Energy dissipation has been widely studied by scholars in the field of resistance reduction. Corino et al.27 proposed a dilute polymer resistance-reducing solution and analysed the resistance reduction mechanism through energy dissipation. Prasad et al.28 explained the resistance-reducing effect of polymer additives by reducing energy dissipation. An et al.29 proposed a hydraulic retarder with bionic surface shape vanes that reduced rotor resistance and explained the resistance reduction mechanism through energy dissipation. Eyink et al.30 combined the principle of energy dissipation with vortex dynamics to explain the causes of resistance and described the necessary and sufficient conditions for reducing the turbulent resistance. Li et al.31 studied the effect of rib pitch angle on resistance reduction rates under different submersion heights on the basis of large eddy simulations and energy dissipation. Chen et al.32 inspired by butterfly wings, proposed a new bionic surface and analysed resistance reduction effects through vorticity and energy dissipation. Jiang et al.33 studied the resistance reduction effect of a superhydrophobic coating through simulation and experiment and analysed changes in energy dissipation. The magnitude of energy dissipation is related to the velocity gradient. Therefore, optimizing the resistance reduction effect of tees through energy dissipation analysis, combined with velocity vector and vorticity analysis to verify the reduction in the velocity gradient, is an effective method for intuitively explaining the resistance reduction mechanism.

This study designs a new type of low-resistance circular tee structure on the basis of an improved random forest model. The research employs a combination of numerical simulations and full-scale experiments. The resistance of the tee is first calculated through numerical simulations, and the accuracy of these simulations is verified by experiments. After the optimal shape is obtained via the improved random forest model, a physical model is 3D-printed for experimental validation to verify the effectiveness of the resistance reduction optimization. Finally, the resistance reduction mechanism is analysed via the energy dissipation principle, and the optimization results are nondimensionalized relative to the pipe diameter, elucidating the resistance reduction under different working conditions. This study investigates resistance reduction for a circular diverter tee, limiting the generalizability to similar configurations. This study provides new references for the a posteriori resistance reduction optimization of circular components in building transmission and distribution systems.

Methods

Optimized random forest model for tee design

This paper optimizes the flow shape of a circular water pipe confluence tee, which is a multifactor regression problem. The random forest (RF) model, as a powerful and flexible ensemble learning method, is suitable for various classification and regression tasks34,35,36. A diagram of a traditional RF is shown in Fig. 1a.

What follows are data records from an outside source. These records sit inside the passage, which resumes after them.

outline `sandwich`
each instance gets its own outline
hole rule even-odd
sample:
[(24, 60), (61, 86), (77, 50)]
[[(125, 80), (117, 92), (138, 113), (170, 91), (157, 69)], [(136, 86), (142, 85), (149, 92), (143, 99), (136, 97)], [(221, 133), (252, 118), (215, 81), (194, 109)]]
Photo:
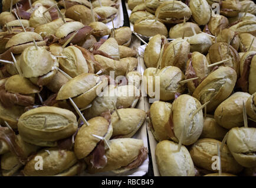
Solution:
[[(76, 5), (67, 8), (65, 16), (77, 22), (81, 22), (85, 25), (88, 25), (94, 21), (90, 8), (82, 5)], [(97, 21), (98, 15), (95, 11), (94, 11), (94, 20)]]
[(189, 8), (193, 19), (199, 25), (207, 24), (211, 18), (211, 9), (206, 0), (191, 0)]
[(156, 68), (162, 47), (166, 43), (166, 38), (159, 34), (155, 35), (149, 40), (144, 52), (144, 62), (147, 68)]
[(192, 96), (201, 104), (210, 101), (207, 105), (207, 112), (212, 112), (231, 94), (237, 78), (237, 73), (232, 68), (221, 66), (204, 79)]
[(111, 21), (111, 18), (114, 19), (118, 14), (118, 10), (113, 6), (97, 6), (93, 9), (99, 16), (99, 21), (103, 23), (108, 23)]
[(14, 105), (29, 106), (34, 104), (35, 94), (40, 92), (39, 87), (28, 79), (15, 75), (5, 79), (1, 84), (0, 100), (6, 108)]
[(71, 136), (77, 129), (77, 118), (72, 112), (52, 106), (29, 110), (18, 122), (22, 140), (41, 146), (57, 146), (58, 140)]
[[(42, 159), (41, 170), (37, 165), (38, 156)], [(85, 167), (84, 163), (78, 162), (73, 151), (50, 147), (40, 150), (26, 164), (23, 173), (25, 176), (71, 176), (80, 174)]]
[[(246, 52), (248, 51), (250, 46), (250, 51), (256, 51), (256, 37), (250, 33), (244, 33), (239, 34), (239, 49), (241, 52)], [(254, 41), (251, 46), (251, 43), (253, 40)]]
[(217, 42), (228, 43), (231, 45), (237, 51), (238, 51), (239, 45), (239, 37), (237, 33), (229, 29), (224, 29), (218, 35)]
[(221, 14), (227, 17), (234, 17), (238, 15), (242, 8), (238, 0), (222, 1)]
[(199, 33), (201, 31), (201, 29), (198, 25), (193, 22), (180, 23), (176, 24), (173, 27), (170, 28), (169, 32), (170, 38), (176, 39), (178, 38), (189, 37), (193, 36), (193, 32), (192, 28), (193, 28), (196, 33)]
[[(109, 162), (106, 156), (107, 147), (105, 141), (108, 142), (112, 135), (112, 125), (101, 116), (92, 118), (88, 123), (89, 126), (84, 125), (78, 130), (74, 151), (78, 159), (90, 158), (91, 166), (102, 169)], [(94, 135), (102, 137), (104, 140), (95, 137)]]
[(56, 100), (65, 100), (70, 98), (79, 108), (84, 108), (96, 98), (97, 90), (100, 92), (103, 89), (103, 76), (95, 74), (82, 73), (61, 86)]
[(111, 33), (110, 37), (114, 38), (117, 41), (119, 45), (126, 47), (130, 46), (132, 42), (132, 31), (129, 27), (123, 26), (114, 29), (115, 35)]
[(169, 102), (156, 101), (151, 105), (149, 126), (151, 132), (157, 142), (169, 139), (165, 126), (170, 123), (172, 105)]
[(198, 52), (189, 53), (185, 73), (185, 79), (198, 77), (198, 79), (188, 82), (189, 92), (193, 93), (200, 83), (209, 74), (208, 65), (207, 59), (203, 54)]
[[(157, 88), (160, 92), (160, 100), (168, 101), (175, 99), (176, 93), (183, 93), (186, 88), (179, 83), (179, 82), (185, 79), (185, 76), (181, 70), (176, 66), (166, 66), (160, 70), (153, 77), (155, 82), (153, 82), (153, 88), (156, 88), (157, 92)], [(156, 78), (159, 79), (160, 85), (157, 86), (157, 82)]]
[(134, 32), (143, 36), (153, 36), (159, 34), (167, 36), (168, 31), (166, 26), (155, 16), (144, 17), (138, 19), (134, 24)]
[(67, 22), (56, 31), (55, 35), (59, 39), (58, 42), (63, 45), (68, 41), (76, 32), (77, 32), (76, 36), (72, 39), (70, 43), (76, 44), (81, 41), (84, 40), (91, 35), (93, 29), (88, 26), (85, 26), (79, 22)]
[(195, 113), (201, 106), (196, 99), (186, 94), (180, 95), (174, 100), (169, 123), (165, 126), (172, 140), (188, 146), (198, 139), (203, 130), (203, 112), (201, 109)]
[(205, 53), (212, 45), (213, 42), (211, 36), (205, 33), (201, 33), (191, 36), (188, 38), (191, 52), (198, 52)]
[[(189, 149), (189, 153), (195, 165), (204, 169), (217, 172), (212, 168), (212, 157), (218, 156), (217, 144), (221, 142), (213, 139), (199, 139)], [(242, 170), (231, 155), (227, 145), (224, 145), (221, 155), (221, 170), (223, 173), (237, 174)]]
[(189, 20), (192, 12), (185, 4), (179, 1), (172, 1), (161, 4), (155, 15), (163, 23), (179, 24), (183, 21), (184, 18), (186, 21)]
[(161, 68), (167, 66), (175, 66), (184, 71), (190, 51), (189, 43), (186, 39), (178, 38), (166, 46), (160, 62)]
[(89, 173), (111, 172), (116, 174), (124, 173), (140, 166), (147, 159), (147, 149), (140, 139), (123, 138), (109, 141), (111, 149), (107, 150), (105, 156), (107, 160), (103, 168), (96, 167), (90, 161), (91, 155), (86, 160)]
[(256, 52), (245, 52), (240, 61), (240, 75), (237, 83), (237, 87), (241, 88), (244, 92), (252, 95), (256, 92), (254, 86), (254, 68), (256, 65)]
[(157, 168), (162, 176), (195, 176), (195, 167), (188, 149), (173, 142), (163, 140), (156, 147)]
[(116, 92), (117, 108), (135, 108), (140, 96), (139, 89), (134, 86), (127, 85), (118, 86)]
[(112, 138), (129, 138), (134, 135), (143, 124), (146, 112), (135, 108), (117, 109), (120, 119), (114, 111), (111, 115), (113, 125)]
[(235, 92), (223, 101), (214, 112), (214, 119), (222, 127), (231, 129), (244, 125), (242, 104), (251, 96), (248, 93)]
[(57, 58), (45, 47), (32, 46), (24, 49), (18, 59), (24, 77), (40, 86), (48, 83), (58, 67)]
[(255, 135), (254, 127), (234, 127), (228, 132), (228, 149), (235, 160), (244, 167), (256, 166)]
[(204, 128), (201, 139), (209, 138), (222, 141), (228, 132), (228, 130), (220, 126), (214, 118), (204, 118)]

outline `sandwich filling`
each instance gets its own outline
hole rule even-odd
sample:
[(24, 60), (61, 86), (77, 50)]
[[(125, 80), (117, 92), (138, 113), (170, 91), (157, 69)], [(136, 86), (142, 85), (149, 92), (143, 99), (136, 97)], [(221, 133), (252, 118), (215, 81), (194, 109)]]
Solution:
[(242, 70), (241, 78), (237, 80), (237, 86), (242, 89), (244, 92), (248, 92), (249, 88), (249, 75), (252, 58), (255, 55), (255, 53), (248, 56), (244, 62), (244, 69)]

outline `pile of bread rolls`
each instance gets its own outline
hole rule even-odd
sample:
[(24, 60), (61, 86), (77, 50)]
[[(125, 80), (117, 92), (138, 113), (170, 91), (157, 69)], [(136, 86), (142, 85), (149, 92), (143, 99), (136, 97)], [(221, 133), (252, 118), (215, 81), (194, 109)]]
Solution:
[(140, 166), (148, 152), (133, 136), (146, 119), (135, 108), (137, 52), (129, 47), (129, 27), (106, 25), (122, 5), (3, 0), (2, 6), (1, 174), (122, 173)]
[[(134, 31), (149, 38), (143, 56), (147, 96), (160, 93), (147, 118), (160, 174), (255, 176), (255, 3), (127, 5)], [(221, 169), (213, 167), (218, 153)]]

However, the traditional RF model has two disadvantages. First, since RF integrates the results of each decision tree without selection, if some decision tree models in training have average accuracy, this will affect the results of the RF model. Second, because the bootstrap sampling technique randomly samples with replacement from the original training set, this inevitably leads to excessive overlap of some training subsets, causing high correlation among the corresponding decision tree models, which reduces the generalizability of the RF model.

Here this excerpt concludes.